Coal ash is highly toxic, containing such hazardous elements as arsenic, cadmium, chromium, lead, mercury and selenium. The state knew this, yet built the prison anyway, showing little regard for the ill prisoners – and prison guards – who have developed kidney cancer and other rare diseases due to coal pollutant exposure. Further endangering Fayette inmates above and beyond the coal ash, a new nearby coal terminal along the river handles millions of tons of coal each year, and the prison burns coal for its power—the dirtiest fossil fuel often mischaracterized as a “clean” energy source by industry lobbyists.
This all happens at the prison with the third highest death rate in Pennsylvania.
“There are so many examples of prisons built on or near hazardous sites all across the country, and the trend appears to be continuing with the BOP’s (Federal Bureau of Prison’s) plan to build USP Letcher on a former coal strip mine site in East Kentucky,” Panagioti Tsolkas, a co-founder of the Prison Ecology Project, told ecoWURD.

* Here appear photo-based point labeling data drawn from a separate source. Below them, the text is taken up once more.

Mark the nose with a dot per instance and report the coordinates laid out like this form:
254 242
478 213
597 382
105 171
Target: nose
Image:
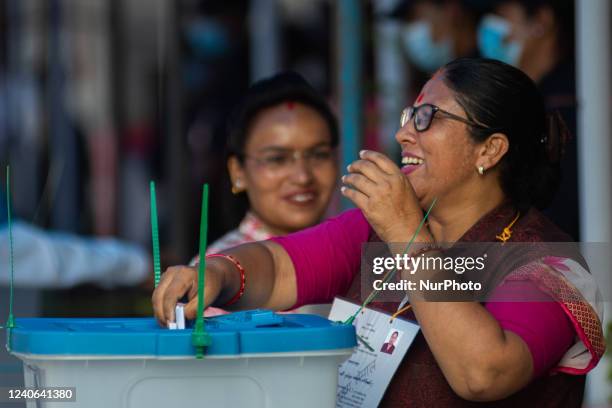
302 172
406 134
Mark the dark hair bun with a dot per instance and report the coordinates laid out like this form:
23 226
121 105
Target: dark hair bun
506 99
283 87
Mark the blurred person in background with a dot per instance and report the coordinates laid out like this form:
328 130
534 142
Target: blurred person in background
537 36
438 31
52 259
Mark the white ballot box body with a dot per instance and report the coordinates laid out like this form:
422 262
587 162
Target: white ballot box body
237 370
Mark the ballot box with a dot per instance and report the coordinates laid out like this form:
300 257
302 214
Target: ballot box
256 359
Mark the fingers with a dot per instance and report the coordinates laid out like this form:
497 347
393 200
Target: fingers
180 285
357 197
380 160
360 182
191 308
175 283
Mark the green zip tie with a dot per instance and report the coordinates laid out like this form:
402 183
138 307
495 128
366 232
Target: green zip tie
155 234
200 338
10 324
374 293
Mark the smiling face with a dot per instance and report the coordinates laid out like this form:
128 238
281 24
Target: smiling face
290 169
441 161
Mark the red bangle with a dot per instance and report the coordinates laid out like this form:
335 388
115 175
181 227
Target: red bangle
233 260
425 249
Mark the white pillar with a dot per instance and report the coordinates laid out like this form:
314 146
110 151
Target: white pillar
391 81
595 150
264 38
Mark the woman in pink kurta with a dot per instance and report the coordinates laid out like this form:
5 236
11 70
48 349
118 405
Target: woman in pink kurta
479 151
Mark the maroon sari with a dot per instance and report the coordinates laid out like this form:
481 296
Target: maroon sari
419 381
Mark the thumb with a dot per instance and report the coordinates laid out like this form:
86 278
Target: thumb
191 308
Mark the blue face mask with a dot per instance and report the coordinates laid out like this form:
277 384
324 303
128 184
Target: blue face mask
208 38
422 51
492 32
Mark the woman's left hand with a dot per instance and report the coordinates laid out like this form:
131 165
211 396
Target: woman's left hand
378 187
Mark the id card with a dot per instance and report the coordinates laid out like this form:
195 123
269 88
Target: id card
383 343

Of the nearly 600 prisons nationwide that are built within three miles of a toxic Superfund site, more than 100 of these are within a mile of the hazardous location, according to the Equal Justice Initiative. This reality gives credence to the idea that the prison industry cares little-to-nothing about where these prisons are built, highlighting the environmental justice implications of the prison-industrial-complex and the need for the emerging prison ecology movement.
SCI Graterford in Pennsylvania, for example, once the state’s largest maximum security prison which operated from 1929 until last year, was once cited by the EPA for violations of the Clean Water Act and the Resource Conservation and Recovery Act. Those violations included “… discharging ammonia nitrogen above the permitted limit into a Perkiomen Creek tributary, improperly storing and managing hazardous waste, and failing to develop a spill prevention plan for oil tanks.”
Graterford’s water system tested positive for chromium-6, a poison that causes liver damage, cancer and reproductive issues and was the subject of the 2000 movie “Erin Brockovich.”
Replacing Graterford was SCI Phoenix, built on the Graterford grounds.
“Graterford was a very old facility and there was asbestos and mold and other things, but Phoenix is a high tech dungeon, and the newer facilities may not have as many environmental issues,” Bailey said, noting – as if to suggest a tradeoff – the older facilities have more freedom and social interaction, while “Phoenix seems very rigid and controlled.”
Still, when it comes to prisons, new may not necessarily mean better.
“The new restrictive facilities, most of which were built in the 1990s and the 2000s, were part of a fad for everything to be secure. It was part of a culture around security,” Shubik-Richards of the Prison Society says, arguing that the Department of Corrections would have designed Phoenix differently today. The whole idea of Eastern State, she explains, was that prisoners would be in a modern hygienic environment, perhaps one better than the communities they live in.
“You would rather have rats and a lack of heat than not being able to leave your cell or only talking to your family once or twice a month, or to not have freedom of movement and conversation,” adds Shubik-Richards. That’s become a trade-off with consequences.